Slowly, I’ll Learn
In 2009, I would like to review each book that I read. Whether my personal reaction to a book is a review is up for debate.
(Last year, I tried one or two book reviews. But, I guess, each review focused on me as opposed to the book. Maybe that’s how I write book reviews. Or, maybe that’s how I read books.)
Right now, I am at the stage of my life where I like reading much better than writing. In order to make myself write, I’m not letting myself read anymore until I write the last book out of my memory.
So, here is my lame attempt at a this-isn’t-about-my-love-life book review for “Norwegian Wood” by Haruki Murakami.
This book feels more immature than Murakami’s other books.
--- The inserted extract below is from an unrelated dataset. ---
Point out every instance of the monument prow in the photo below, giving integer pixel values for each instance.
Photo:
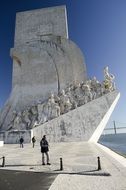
(50, 88)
The sex parts feel too energized and awkward and seem more frequent and less significant than his later books.
But, I’m trying not to talk about sex. Or love. Even though that’s the subject of Murakami’s book.
He writes about people who die at the age of 17 and how they are forever 17. When I read that I can’t help but wonder if that also happens to people who are still alive but with whom we lose touch.
Will my college roommate forever stay 18 in my head? Will my first grade teacher always stay a Miss rather than a Mrs or a Ms? Will I always remember the first person who I fell in love with in the spring time?
The book is sad. It’s angering. It’s part of life. Murakami’s writing makes it semi-digestible and beautiful.
And I just want to get on with my next book.
Another Murakami but it seems more sci-fi. And I’m on a sci-fi nerd kick.